Confronted by a rapidly shifting global order, the EU will have to adapt to the new realities simply to survive, radically reshaping its institutions, in the words of Germany’s Foreign Minister Heiko Maas, just to “keep Europe functioning in a world in which the global balance is shifting rapidly — away from Europe”.
The recent Franco-German proposal for a shared European debt mechanism to aid the bloc’s economic recovery from Covid has been hailed by some as the EU’s “Hamiltonian moment”, after the process by which the United States evolved from a loose collection of autonomous states into a truly federal power. But the comparison only highlights the fragility of European solidarity, with even this modest proposal meeting stiff resistance from the fiscally frugal alliance of Austria, Sweden, the Netherlands and Denmark.
In reshaping foreign policy, the challenges are even greater, with perhaps the greatest stumbling block to a coherent European strategy being Germany itself. The economic giant’s lucrative trading relationships with external rivals act as a brake on any serious strategic action, with Germany essentially having no foreign policy to speak of, and the geopolitical needs of the continent as a whole subordinate to the demands of German industry.

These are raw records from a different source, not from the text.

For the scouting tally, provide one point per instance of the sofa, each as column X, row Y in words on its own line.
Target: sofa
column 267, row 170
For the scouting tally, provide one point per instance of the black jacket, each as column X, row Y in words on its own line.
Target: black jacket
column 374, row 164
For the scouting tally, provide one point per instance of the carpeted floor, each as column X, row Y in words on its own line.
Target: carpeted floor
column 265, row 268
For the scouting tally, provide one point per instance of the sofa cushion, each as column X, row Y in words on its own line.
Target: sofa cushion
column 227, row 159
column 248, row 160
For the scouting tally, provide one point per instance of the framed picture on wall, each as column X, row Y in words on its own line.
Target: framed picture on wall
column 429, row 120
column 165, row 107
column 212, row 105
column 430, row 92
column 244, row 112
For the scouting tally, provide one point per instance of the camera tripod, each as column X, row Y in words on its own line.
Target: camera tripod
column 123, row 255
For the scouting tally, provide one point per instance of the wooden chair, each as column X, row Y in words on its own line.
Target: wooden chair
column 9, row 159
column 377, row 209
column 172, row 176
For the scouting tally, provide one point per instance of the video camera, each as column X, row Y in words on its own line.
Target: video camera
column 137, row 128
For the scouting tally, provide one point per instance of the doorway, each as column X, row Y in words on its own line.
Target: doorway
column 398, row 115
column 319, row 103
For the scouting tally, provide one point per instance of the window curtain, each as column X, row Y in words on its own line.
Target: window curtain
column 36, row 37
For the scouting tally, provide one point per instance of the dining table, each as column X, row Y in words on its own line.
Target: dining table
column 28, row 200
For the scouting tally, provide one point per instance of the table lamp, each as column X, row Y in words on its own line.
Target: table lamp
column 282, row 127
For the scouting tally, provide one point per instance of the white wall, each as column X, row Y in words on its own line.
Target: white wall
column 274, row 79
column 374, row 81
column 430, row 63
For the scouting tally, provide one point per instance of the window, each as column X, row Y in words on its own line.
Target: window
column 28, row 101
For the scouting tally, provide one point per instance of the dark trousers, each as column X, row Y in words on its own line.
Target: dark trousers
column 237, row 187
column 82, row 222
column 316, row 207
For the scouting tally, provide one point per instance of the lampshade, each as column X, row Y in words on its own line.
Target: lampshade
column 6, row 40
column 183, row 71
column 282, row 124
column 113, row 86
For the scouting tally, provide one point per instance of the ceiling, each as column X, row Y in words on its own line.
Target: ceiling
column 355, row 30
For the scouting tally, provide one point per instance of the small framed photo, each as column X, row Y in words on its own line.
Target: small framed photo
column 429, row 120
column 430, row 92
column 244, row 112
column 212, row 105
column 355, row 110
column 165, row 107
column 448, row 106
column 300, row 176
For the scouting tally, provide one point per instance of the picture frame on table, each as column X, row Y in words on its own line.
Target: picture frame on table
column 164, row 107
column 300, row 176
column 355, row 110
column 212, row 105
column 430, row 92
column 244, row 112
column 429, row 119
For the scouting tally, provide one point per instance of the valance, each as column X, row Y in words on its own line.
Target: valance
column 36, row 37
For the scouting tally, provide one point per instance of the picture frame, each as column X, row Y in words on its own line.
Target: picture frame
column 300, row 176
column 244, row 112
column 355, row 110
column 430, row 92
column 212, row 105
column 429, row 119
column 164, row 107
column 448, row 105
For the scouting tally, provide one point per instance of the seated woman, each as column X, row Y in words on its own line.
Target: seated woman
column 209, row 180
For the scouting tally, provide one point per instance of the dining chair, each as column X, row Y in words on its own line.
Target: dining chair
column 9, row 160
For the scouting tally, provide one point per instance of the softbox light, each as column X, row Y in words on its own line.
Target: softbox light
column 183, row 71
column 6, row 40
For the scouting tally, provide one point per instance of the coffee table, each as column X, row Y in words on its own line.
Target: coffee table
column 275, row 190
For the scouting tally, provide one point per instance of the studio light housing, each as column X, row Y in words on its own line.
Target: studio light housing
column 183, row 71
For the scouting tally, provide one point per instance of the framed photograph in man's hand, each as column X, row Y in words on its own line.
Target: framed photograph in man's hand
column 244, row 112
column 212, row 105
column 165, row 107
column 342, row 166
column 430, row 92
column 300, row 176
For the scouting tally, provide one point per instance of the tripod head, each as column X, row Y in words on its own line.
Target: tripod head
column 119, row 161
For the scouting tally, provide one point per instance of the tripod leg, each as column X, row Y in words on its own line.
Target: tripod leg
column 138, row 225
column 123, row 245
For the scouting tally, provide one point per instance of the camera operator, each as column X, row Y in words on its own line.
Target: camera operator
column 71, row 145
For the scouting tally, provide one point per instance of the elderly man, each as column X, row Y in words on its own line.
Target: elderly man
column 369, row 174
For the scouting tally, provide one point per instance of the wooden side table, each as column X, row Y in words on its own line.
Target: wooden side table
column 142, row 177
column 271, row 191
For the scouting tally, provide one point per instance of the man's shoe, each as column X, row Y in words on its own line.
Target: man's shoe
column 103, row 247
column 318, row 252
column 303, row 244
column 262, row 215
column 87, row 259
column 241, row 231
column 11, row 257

In the realm of defence, crucial to any meaningful strategic autonomy, Germany has long shirked its spending responsibilities, allowing its armed forces to atrophy to the point of uselessness. Indeed, Germany’s prevailing ethos of post-historical utopianism has seen the country’s military viewed with such social disfavour, it has become a hub for political radicalism, with Kramp-Karrenbauer being forced to disband one-quarter of the KSK special forces, the equivalent of the SAS, last week for neo-Nazi sympathies. An economic giant, Germany is a strategic dwarf whose inability and unwillingness to project hard power gravely diminishes Europe’s ability to shape its own destiny.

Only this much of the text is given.